Laut einem Bericht von Middle East Eye hatten mehrere der am 20. Februar hingerichteten Männer ihre Geständnisse vor Gericht öffentlich widerrufen. Die Nachrichtenagentur postete einen Link zu einem Video, in dem die Angeklagten außerdem beschreiben, wie sie gefoltert wurden.

Der 23-jährige Mahmoud el-Ahmadi, der am Mittwoch hingerichtet wurde, erklärte vor Gericht: „Hier im Gerichtssaal befindet sich ein Polizist, der uns im Gefängnis gefoltert hat. Wenn Sie möchten, dass ich auf ihn zeige, werde ich es tun. Wenn ich einen Taser hätte, könnte ich jeden hier dazu bringen, ein Verbrechen zuzugeben, das er nicht begangen hat. Sie jagten Unmengen elektrischen Strom durch unsere Körper. Mit dieser Strommenge könnte man ganz Ägypten 20 Jahre lang versorgen“

Abulqasim Youssef, Student der al-Azhar-Universität, der ebenfalls am Mittwoch hingerichtet wurde, schilderte vor Gericht, wie er mit verbundenen Augen sieben Stunden lang kopfüber in einem Türrahmen aufgehängt und „an empfindlichen Körperstellen“ mit Stromschlägen gequält wurde.

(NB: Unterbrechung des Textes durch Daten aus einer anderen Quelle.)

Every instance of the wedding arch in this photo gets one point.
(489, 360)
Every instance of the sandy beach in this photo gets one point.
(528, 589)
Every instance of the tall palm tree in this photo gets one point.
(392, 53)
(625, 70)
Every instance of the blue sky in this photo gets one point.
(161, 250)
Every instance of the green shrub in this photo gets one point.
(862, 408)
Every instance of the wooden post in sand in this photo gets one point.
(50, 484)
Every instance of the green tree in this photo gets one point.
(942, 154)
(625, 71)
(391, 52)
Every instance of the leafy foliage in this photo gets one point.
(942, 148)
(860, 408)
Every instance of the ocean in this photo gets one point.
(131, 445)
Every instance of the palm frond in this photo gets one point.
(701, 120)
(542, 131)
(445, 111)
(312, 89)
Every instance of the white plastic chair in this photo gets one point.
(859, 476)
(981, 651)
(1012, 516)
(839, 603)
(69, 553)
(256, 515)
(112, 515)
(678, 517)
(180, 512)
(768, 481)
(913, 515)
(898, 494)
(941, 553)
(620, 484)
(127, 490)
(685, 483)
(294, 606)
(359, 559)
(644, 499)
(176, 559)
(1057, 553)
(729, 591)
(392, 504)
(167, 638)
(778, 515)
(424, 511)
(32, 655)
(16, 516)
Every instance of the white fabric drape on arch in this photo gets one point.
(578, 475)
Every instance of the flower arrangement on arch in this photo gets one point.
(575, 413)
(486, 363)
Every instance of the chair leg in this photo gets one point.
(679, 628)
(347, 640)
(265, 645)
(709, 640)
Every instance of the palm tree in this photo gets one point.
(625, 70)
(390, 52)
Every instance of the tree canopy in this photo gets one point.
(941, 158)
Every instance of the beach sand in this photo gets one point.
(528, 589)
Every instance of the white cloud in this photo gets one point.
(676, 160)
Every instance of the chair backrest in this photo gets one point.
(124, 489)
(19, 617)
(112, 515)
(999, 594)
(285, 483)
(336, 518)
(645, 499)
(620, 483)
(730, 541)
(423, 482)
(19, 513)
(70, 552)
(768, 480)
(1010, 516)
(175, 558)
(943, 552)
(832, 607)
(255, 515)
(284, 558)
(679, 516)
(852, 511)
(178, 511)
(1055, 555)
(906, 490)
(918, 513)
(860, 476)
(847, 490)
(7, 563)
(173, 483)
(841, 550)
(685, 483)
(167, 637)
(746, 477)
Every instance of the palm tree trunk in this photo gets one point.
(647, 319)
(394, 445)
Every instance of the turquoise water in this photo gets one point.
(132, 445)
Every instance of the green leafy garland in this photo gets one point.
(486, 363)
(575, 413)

Amnesty International verurteilte die jüngsten Hinrichtungen als Beweis für die völlige Gleichgültigkeit des Regimes gegenüber dem Recht auf Leben: „Die ägyptischen Behörden müssen dringend diesen blutigen Hinrichtungsrausch stoppen, bei dem in den letzten Wochen immer wieder Menschen nach grob unfairen Gerichtsverfahren getötet wurden. Die internationale Gemeinschaft darf zu diesem rapiden Anstieg der Hinrichtungen nicht schweigen. Ägyptens Bündnispartner müssen klar Stellung beziehen, indem sie die Anwendung der Todesstrafe, der grausamsten, unmenschlichsten und erniedrigendsten Strafe überhaupt, durch die Behörden verurteilen.“

Die „internationale Gemeinschaft“, an die dieser Appell gerichtet ist, besteht allerdings aus den Regierungen der imperialistischen Großmächte, die das ägyptische Militärregime, einschließlich seiner brutalsten Verbrechen, einmütig unterstützen.

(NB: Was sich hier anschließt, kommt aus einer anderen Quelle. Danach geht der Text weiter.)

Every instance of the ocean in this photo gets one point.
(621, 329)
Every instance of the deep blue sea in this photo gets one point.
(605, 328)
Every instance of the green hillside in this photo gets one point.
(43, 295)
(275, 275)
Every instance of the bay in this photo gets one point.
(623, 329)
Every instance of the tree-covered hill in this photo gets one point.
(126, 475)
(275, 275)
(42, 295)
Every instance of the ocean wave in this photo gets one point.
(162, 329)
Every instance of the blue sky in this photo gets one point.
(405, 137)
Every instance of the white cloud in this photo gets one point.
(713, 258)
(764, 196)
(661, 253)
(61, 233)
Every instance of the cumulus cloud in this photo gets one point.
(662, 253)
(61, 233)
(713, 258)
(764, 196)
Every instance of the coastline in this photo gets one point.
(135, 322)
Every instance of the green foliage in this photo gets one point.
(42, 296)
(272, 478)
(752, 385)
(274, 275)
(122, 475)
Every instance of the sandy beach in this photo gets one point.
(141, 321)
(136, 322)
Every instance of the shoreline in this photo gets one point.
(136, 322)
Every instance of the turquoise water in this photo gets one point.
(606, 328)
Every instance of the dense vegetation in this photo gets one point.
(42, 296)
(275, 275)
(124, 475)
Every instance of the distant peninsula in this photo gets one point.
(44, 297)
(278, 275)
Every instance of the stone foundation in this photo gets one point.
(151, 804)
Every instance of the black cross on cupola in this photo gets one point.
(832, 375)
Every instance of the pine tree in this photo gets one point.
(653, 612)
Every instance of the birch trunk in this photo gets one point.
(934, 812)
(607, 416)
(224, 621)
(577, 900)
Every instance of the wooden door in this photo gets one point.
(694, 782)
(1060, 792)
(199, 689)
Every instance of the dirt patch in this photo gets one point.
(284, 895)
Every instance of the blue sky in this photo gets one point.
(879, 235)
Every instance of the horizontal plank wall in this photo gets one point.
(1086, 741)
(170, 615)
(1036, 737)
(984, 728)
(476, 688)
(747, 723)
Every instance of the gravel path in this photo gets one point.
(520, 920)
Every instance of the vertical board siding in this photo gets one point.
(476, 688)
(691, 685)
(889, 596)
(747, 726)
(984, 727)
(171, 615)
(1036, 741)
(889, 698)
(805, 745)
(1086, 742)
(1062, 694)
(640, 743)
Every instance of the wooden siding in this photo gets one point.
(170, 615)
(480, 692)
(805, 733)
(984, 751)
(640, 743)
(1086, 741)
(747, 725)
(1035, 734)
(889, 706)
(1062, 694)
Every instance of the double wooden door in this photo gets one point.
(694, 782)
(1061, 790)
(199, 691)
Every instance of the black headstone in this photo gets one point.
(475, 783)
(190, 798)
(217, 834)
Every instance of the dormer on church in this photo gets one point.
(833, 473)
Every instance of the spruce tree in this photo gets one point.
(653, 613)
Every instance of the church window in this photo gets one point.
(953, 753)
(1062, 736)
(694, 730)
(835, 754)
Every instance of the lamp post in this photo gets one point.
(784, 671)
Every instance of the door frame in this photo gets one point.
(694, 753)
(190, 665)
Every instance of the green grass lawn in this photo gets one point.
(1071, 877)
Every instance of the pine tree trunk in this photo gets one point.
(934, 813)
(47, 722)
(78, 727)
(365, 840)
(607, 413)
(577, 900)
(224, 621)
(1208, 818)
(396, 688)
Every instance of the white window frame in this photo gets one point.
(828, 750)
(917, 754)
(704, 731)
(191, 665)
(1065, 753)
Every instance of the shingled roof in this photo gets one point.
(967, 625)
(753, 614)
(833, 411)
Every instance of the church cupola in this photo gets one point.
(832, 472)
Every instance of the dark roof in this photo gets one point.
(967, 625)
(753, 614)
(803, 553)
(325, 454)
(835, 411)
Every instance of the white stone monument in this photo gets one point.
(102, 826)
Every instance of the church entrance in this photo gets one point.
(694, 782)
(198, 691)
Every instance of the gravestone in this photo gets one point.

Mit der blutigen Repression al-Sisis reagiert die herrschende Klasse Ägyptens auf die Revolution von 2011 – eine revolutionäre Massenbewegung, die den von den USA unterstützten Diktator Hosni Mubarak zu Fall brachte. Die ägyptische herrschende Elite verfolgt führende Figuren der Revolution sowie Oppositionsparteien im weiteren Sinne. Eine echte sozialistische Führung gibt es nicht.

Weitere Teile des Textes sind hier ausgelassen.